Eventually, the inevitable happened, one of the trucks
tipped, barely missing the car, but startling Rassmussen bad enough that he
slammed on the brakes, causing the car to spin out of control and land nose down
in a ditch. The tipped truck slung chickens and crates asunder, including over
my beautiful convertible. If I had been there, I would have died on the spot
from the sheer horror of it all. Hearing about it second hand was only slightly
less demoralizing.
When I stopped crying, the officer charged with informing
me took me to my car. The front end was smashed, the bottom destroyed, and
feathers, dents, and droppings speckled the red finish, an unpleasant reminder
of what had happened.
I didn’t even think to inquire about Rassmussen’s welfare.

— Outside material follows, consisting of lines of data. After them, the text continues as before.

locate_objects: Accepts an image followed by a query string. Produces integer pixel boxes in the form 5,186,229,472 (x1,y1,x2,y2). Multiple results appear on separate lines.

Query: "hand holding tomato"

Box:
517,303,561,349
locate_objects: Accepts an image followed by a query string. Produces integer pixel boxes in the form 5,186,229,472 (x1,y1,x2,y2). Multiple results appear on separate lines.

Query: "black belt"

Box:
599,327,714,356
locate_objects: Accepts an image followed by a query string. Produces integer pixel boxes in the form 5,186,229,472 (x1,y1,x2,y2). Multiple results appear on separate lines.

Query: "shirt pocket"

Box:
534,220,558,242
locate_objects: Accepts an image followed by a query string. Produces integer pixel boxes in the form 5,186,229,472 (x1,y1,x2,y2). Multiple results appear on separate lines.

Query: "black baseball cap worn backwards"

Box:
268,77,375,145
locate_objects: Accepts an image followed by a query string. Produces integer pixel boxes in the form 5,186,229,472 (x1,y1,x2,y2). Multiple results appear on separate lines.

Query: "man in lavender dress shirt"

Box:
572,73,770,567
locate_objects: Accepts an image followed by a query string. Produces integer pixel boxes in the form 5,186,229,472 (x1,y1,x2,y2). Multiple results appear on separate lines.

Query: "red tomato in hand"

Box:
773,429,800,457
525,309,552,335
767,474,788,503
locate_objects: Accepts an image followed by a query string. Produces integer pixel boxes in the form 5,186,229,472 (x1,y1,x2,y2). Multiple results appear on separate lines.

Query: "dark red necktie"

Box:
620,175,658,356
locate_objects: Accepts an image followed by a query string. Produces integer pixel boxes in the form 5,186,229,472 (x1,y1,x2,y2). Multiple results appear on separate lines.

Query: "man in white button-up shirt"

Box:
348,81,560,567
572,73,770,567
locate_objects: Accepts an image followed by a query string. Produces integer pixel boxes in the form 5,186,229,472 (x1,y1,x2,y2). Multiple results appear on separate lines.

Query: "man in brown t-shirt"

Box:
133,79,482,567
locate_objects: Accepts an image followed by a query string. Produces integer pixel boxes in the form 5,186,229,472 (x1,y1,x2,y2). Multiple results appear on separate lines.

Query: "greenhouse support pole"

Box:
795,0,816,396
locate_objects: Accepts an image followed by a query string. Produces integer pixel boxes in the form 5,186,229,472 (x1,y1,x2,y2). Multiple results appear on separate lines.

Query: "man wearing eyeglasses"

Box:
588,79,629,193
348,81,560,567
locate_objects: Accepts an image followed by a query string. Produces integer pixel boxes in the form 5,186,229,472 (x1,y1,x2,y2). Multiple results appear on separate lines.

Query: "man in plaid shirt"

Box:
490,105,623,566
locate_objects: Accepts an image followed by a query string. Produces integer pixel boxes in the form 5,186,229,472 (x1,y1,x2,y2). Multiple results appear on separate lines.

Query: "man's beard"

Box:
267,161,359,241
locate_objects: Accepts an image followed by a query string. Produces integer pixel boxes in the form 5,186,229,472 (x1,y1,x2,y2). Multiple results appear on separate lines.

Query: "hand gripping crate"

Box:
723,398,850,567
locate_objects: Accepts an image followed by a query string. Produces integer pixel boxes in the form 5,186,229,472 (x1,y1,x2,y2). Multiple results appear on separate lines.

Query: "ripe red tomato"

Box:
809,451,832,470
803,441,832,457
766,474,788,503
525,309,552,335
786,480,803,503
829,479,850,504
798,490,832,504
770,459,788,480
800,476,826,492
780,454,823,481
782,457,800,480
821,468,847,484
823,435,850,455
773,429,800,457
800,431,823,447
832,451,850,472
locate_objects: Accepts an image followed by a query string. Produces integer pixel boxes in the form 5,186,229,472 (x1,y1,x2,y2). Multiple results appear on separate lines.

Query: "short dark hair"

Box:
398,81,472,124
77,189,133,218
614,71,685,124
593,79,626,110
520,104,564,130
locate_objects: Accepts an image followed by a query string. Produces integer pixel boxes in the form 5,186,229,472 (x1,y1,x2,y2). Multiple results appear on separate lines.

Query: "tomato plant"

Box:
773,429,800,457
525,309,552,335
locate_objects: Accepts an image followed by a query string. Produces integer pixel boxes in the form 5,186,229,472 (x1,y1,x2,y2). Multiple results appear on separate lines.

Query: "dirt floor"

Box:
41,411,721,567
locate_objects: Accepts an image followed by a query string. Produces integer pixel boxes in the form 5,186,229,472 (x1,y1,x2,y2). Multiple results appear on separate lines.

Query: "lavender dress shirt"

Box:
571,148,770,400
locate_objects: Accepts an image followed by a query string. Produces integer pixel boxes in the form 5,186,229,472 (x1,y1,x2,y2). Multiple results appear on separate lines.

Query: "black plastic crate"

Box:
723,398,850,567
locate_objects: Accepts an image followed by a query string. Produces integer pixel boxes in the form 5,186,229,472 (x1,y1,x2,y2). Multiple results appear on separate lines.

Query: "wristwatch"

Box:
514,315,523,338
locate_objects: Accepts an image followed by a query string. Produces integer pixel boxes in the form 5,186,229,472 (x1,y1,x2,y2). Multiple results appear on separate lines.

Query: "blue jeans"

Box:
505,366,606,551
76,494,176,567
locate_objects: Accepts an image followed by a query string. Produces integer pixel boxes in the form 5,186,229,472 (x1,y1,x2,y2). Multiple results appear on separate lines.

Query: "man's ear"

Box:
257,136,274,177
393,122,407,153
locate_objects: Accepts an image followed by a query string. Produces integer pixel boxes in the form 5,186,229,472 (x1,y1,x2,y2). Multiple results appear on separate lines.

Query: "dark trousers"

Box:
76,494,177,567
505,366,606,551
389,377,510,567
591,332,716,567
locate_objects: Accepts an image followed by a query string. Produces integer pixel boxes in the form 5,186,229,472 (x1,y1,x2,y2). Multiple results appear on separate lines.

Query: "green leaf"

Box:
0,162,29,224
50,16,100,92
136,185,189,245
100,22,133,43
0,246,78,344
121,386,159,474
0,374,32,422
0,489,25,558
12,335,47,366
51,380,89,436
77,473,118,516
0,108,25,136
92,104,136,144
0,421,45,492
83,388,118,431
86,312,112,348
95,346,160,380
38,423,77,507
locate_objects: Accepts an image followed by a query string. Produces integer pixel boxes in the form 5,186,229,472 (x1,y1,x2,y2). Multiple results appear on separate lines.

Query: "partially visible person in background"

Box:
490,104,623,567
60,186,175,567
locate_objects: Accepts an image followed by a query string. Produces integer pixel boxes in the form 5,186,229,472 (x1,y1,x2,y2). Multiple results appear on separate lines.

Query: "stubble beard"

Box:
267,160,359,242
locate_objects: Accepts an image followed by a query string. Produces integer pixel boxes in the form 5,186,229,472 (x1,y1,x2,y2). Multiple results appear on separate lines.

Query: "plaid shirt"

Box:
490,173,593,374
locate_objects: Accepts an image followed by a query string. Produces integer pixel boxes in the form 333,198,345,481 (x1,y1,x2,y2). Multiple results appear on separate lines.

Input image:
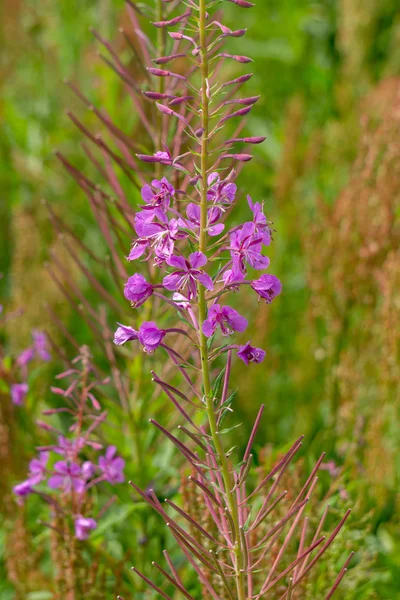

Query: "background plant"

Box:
0,0,398,598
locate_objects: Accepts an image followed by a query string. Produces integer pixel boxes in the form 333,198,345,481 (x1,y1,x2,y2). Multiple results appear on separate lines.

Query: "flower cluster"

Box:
13,350,125,540
114,172,282,364
10,331,51,406
108,0,348,600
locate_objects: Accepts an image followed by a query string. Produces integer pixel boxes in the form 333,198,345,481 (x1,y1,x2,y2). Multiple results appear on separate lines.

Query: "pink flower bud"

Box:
222,73,253,87
228,0,255,8
143,92,174,100
221,154,253,162
147,67,186,81
153,11,191,29
153,53,186,65
168,96,194,106
219,106,252,125
156,102,189,127
215,52,254,64
225,136,267,146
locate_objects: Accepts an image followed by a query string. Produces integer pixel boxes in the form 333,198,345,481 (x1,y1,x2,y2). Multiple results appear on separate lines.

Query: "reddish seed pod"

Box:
153,10,191,29
221,154,253,162
222,73,253,87
153,53,186,65
228,0,255,8
147,67,186,81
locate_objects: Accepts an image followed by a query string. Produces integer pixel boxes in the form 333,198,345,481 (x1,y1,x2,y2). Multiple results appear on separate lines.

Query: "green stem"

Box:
198,0,246,600
156,0,166,177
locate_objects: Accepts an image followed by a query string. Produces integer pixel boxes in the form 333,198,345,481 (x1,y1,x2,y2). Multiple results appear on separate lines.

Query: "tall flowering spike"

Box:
13,338,125,544
106,0,354,600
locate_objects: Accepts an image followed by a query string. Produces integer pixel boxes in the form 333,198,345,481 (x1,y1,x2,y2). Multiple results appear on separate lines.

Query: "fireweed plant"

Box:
14,346,125,548
106,0,351,600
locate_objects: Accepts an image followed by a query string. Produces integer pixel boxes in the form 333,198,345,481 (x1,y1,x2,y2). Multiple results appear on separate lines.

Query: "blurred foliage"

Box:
0,0,400,600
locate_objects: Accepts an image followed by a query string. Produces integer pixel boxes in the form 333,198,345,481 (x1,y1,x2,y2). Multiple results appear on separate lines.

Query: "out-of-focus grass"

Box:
0,0,400,599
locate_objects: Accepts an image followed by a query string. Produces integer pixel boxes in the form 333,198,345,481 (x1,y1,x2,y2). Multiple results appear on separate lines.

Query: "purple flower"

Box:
11,383,29,406
247,196,272,246
48,461,85,494
124,273,153,308
139,321,166,354
13,452,49,497
229,223,270,273
128,213,187,266
54,435,86,460
99,446,125,483
179,203,225,237
13,479,34,498
16,347,35,367
250,275,282,304
172,292,191,310
29,452,49,485
237,342,265,365
163,252,214,300
203,304,248,337
114,323,138,346
75,516,97,540
82,460,95,481
142,177,175,221
32,331,51,362
207,173,237,206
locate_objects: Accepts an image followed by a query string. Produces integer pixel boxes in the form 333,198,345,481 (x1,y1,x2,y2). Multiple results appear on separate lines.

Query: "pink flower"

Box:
163,252,214,300
99,446,125,483
203,304,248,337
124,273,153,308
142,177,175,221
75,516,97,540
250,275,282,304
237,342,265,365
114,323,138,346
139,321,166,354
11,383,29,406
207,173,237,206
48,461,85,494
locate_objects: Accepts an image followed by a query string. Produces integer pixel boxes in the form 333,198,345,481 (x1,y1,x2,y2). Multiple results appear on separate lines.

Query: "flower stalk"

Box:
198,0,246,600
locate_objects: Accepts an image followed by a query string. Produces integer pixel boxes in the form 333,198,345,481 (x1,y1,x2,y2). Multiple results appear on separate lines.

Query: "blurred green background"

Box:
0,0,400,599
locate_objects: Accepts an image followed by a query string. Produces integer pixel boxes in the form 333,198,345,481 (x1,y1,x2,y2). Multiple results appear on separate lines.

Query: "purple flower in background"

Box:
142,177,175,221
48,461,85,494
203,304,248,337
247,196,272,246
82,460,95,481
128,213,187,266
222,265,245,289
114,323,138,346
124,273,153,308
13,452,49,497
16,347,35,367
179,203,225,236
207,173,237,206
54,435,86,460
11,383,29,406
163,252,214,300
172,292,191,310
75,516,97,540
139,321,166,354
229,223,270,273
99,446,125,483
28,452,49,485
13,479,34,498
32,331,51,362
250,275,282,304
237,342,265,365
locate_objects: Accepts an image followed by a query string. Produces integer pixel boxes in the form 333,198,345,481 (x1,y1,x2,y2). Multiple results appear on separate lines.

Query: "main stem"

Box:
198,0,246,600
156,0,166,177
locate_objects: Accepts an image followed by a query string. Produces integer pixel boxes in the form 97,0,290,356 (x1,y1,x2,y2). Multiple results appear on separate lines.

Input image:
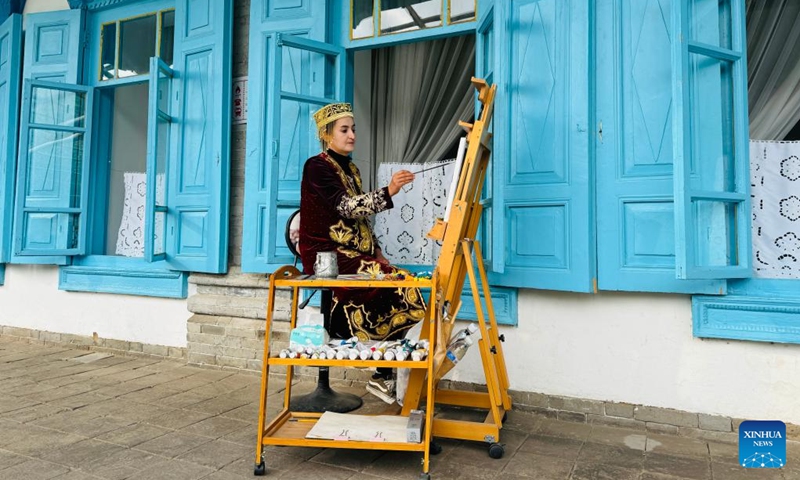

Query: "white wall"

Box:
0,265,193,347
450,290,800,424
22,0,69,14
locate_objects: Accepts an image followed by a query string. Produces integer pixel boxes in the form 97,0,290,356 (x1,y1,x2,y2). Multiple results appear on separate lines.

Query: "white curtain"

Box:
750,141,800,278
116,172,165,257
370,35,475,165
747,0,800,140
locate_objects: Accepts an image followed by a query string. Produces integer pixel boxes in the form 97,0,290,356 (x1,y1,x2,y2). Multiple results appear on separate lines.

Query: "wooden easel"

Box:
402,78,511,458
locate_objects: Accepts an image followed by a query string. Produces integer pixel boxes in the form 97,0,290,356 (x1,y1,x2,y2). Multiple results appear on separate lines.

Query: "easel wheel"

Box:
428,440,442,455
489,443,506,459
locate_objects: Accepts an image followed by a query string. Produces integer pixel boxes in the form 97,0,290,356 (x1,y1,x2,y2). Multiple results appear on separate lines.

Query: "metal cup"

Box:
314,252,339,278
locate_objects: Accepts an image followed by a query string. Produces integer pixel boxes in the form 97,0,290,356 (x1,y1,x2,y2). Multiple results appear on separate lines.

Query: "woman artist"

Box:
299,103,425,403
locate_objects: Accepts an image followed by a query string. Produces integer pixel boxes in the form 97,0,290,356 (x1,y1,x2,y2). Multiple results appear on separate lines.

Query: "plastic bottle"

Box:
439,336,473,378
448,323,478,347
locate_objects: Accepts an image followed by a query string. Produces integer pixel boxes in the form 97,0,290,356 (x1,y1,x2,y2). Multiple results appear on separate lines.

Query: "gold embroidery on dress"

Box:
336,247,361,258
357,260,383,275
330,220,353,243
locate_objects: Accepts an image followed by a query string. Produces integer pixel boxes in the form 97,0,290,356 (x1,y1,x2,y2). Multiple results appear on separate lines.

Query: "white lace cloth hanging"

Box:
750,140,800,278
116,172,164,257
375,160,455,265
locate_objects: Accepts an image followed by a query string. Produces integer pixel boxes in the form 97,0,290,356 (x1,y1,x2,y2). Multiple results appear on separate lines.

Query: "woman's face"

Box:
328,117,356,155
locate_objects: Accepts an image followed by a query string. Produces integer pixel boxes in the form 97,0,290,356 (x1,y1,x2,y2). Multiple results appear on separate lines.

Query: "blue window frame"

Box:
7,0,233,297
672,0,751,279
13,80,93,257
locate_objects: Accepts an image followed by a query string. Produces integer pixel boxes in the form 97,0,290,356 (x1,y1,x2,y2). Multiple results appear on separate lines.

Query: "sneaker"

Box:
367,376,395,404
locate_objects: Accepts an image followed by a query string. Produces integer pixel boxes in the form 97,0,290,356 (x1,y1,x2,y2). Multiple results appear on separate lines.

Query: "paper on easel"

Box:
444,137,467,222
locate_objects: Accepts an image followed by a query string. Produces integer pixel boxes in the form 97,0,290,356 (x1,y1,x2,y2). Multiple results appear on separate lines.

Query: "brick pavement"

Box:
0,337,800,480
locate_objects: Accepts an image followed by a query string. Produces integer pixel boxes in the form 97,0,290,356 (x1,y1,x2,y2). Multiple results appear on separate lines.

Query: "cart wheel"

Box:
428,440,442,455
489,443,506,459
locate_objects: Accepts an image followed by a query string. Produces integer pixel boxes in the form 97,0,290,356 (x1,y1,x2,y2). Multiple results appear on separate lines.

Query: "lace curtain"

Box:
115,172,165,257
750,141,800,279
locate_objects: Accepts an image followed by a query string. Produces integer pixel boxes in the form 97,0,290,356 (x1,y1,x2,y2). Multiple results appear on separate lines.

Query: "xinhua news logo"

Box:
739,420,786,468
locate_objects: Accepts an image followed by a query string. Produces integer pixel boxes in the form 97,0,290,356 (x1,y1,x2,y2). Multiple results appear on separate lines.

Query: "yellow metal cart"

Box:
254,266,438,478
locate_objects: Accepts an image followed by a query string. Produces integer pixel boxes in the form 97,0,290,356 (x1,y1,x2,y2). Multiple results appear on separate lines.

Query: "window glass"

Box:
380,0,442,35
117,15,157,78
350,0,375,38
448,0,475,23
98,10,175,80
100,23,117,80
30,87,86,128
158,10,175,67
689,0,732,49
26,128,84,209
104,83,148,257
689,54,736,192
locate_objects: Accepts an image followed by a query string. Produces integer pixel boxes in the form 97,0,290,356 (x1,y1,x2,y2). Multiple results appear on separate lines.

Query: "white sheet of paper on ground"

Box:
306,412,408,443
444,137,467,222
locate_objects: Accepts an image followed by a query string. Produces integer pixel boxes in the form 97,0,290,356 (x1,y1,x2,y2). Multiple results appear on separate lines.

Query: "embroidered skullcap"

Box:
314,103,353,138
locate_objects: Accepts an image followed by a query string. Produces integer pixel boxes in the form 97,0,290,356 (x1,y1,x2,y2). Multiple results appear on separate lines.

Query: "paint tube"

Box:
372,342,399,360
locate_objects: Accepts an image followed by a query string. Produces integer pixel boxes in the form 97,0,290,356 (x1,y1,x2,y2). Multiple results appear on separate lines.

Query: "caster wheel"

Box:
428,442,442,455
489,443,506,459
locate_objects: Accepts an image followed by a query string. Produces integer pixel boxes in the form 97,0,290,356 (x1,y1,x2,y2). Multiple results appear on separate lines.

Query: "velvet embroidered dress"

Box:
299,150,425,341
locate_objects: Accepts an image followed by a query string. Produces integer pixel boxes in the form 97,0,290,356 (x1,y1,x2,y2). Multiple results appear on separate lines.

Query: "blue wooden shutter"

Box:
264,33,345,268
144,57,173,262
22,10,84,83
11,10,86,264
672,0,751,278
490,0,595,291
242,0,332,272
0,14,22,266
14,80,94,263
595,0,725,293
166,0,233,273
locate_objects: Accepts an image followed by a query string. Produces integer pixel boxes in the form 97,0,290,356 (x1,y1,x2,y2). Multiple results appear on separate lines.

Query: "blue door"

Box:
242,0,332,272
0,14,22,285
165,0,233,273
264,33,345,265
594,0,725,294
490,0,595,292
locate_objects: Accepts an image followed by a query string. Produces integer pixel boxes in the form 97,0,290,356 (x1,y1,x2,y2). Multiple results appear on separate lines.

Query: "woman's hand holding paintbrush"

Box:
388,170,414,196
389,160,452,196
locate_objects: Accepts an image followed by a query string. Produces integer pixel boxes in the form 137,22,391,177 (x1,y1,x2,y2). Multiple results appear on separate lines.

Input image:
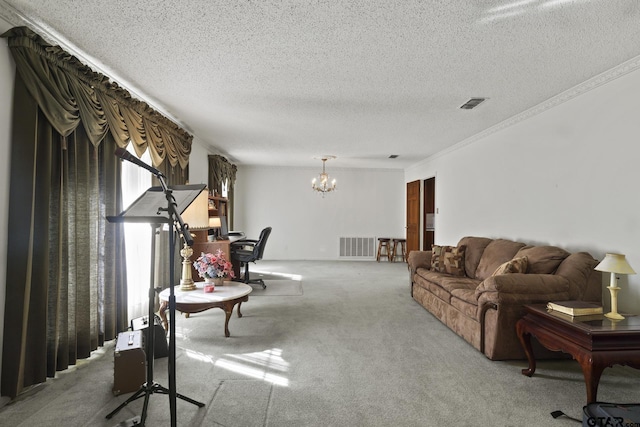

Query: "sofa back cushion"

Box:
556,252,602,302
491,256,529,276
431,245,466,277
458,236,492,278
516,246,569,274
475,239,525,280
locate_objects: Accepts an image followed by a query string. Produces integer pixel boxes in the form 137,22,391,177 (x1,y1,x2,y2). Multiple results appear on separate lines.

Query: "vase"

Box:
204,277,224,286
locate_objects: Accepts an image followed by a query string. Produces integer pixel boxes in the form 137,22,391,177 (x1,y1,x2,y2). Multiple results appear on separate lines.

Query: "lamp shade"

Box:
595,254,636,274
209,216,222,228
181,189,209,230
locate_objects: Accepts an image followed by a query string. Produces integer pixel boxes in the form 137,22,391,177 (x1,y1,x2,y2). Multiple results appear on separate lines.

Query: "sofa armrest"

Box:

As far as I was concerned, he was a dead gargoyle, if I had to do the job
myself! Unfortunately, the officer did not forget.
Not only will I be paying for one little red convertible,
Rassmussen was attend by both as veterinarian and a medical doctor, since no one
could decide whether he was man or beast. You see, somehow, the monster
contracted salmonella poisoning during all of this.
After his release from intensive care—no one knew quite how
to treat a gargoyle with food poisoning, so they were being cautious—he was
incarcerated. Rassmussen had not taken it well. His raging, pounding, and
caterwauling not only terrified his jailers and fellow prisoners, it increased
his perspiration output so greatly that not even face masks prevented visitors
and residents alike from tearing up from the stench.
I do believe they would have shot him for the greater good
had they not known he was mine. Whatever the case, they offered me a deal I
couldn’t refuse.
Provided I made restitution for the damages to the truck,
chickens, and flower garden, they would release Rassmussen into my care pending
trial, which the prosecutor swears will never happen. I suspect he is afraid
his career would be over if his contemporaries heard he had tried a pet, a
creature neither man nor beast, nor even confirmed as real. And so, as in past
brushes with the law, Rassmussen was released and entrusted to me.
I’d turn them down, but who is better qualified? At least
I know how he likes his bathwater and how he doesn’t like to get his feet wet,
not even in statute form. Only I can burn his French fries around the edges
while the middle remains frozen. Who else would read to him while he dozed in
the roses or rub his tummy when he eats too much? No, he is better off with me,
I think.
Perhaps I won’t
kill him. Truthfully, I’d miss his tough hide. The insurance will pay the
damages before they cancel me. Insurance providers can be replaced, but not
Rassmussen. He is one of a kind, and thankfully, he is mine.